This won’t take long.
People thirty to forty years younger than I am may see the Civil Rights movement as history – possibly even ancient history. Unless you are black, or very liberal, chances are you really only know one civil right leader – Martin Luther King.
Martin Luther King was an advocate of non-violence and his commitment to that position helped keep the civil rights movement from becoming bloodier than it was. Nevertheless, he was not loved in my home when I was growing up. My father didn’t hate him – as a Christian, he wasn’t allowed to hate anybody – but his eyes narrowed and his face grew grim whenever he read in the Tulsa World about whatever latest thing Martin Luther King had done.
Martin Luther King was the white man’s friend, but my father couldn’t see that.
When the Detroit Riots occurred 1967, I was a thousand mile away from Oklahoma, spending my college sophomore summer working as an archaeologist in Bay City, Michigan. We were about a hundred miles away from Detroit, and saw nothing of the riots except what was on television, but we were scared. I was pro-Black, pro-Civil Rights, pro-Martin Luther King, and I was scared.

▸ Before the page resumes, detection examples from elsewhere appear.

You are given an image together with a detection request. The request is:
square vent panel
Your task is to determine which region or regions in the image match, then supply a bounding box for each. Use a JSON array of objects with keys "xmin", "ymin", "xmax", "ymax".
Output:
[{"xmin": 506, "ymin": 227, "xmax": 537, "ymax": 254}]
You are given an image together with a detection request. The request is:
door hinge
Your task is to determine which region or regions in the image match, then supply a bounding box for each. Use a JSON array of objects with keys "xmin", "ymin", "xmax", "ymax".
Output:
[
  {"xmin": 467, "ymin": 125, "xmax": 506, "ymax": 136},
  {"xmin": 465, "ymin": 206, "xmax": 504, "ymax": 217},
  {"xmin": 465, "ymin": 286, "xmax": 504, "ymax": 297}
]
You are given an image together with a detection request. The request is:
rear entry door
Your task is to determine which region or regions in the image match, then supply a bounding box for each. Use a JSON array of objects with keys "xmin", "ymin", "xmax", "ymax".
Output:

Martin Luther King surely hated the violence that summer, but it was a wake-up call to complacent white America. I’m glad I wasn’t home to see my father’s reaction to the event. Both men hated the violence, but from polar opposite perspectives.
And yet . . .
Recently, I saw a bumper sticker or a passing car. I can’t quote it, but here is what I remember:
Violence never solved anything – except for ending slavery, ending Fascism, saving the remaining Jews, and keeping America safe at home.

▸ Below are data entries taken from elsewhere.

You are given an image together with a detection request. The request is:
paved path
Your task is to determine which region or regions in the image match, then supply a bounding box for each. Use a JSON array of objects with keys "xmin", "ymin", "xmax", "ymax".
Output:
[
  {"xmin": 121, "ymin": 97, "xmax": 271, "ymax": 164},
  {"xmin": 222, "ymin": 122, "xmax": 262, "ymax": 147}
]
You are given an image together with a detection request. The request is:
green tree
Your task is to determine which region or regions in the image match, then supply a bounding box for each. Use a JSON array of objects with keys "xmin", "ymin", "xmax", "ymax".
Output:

Now blacks are being killed with depressing frequency by police (Or were they always being killed, and we are just now becoming properly aware of it?), and police are being gunned down in turn. Do I approve? Of course not, not in either case. But I am not surprised.
Do I want to see black violence against whites? Good God, no. Violence brings reprisals, which hurts everybody. Besides, to be personal and selfish, I would be a big white target.
Still, I remember Detroit, and I remember my father’s willingness to turn his back on events and let them pass him by, as long as they didn’t disturb his little world.
I hate that this is true, but fear motivates.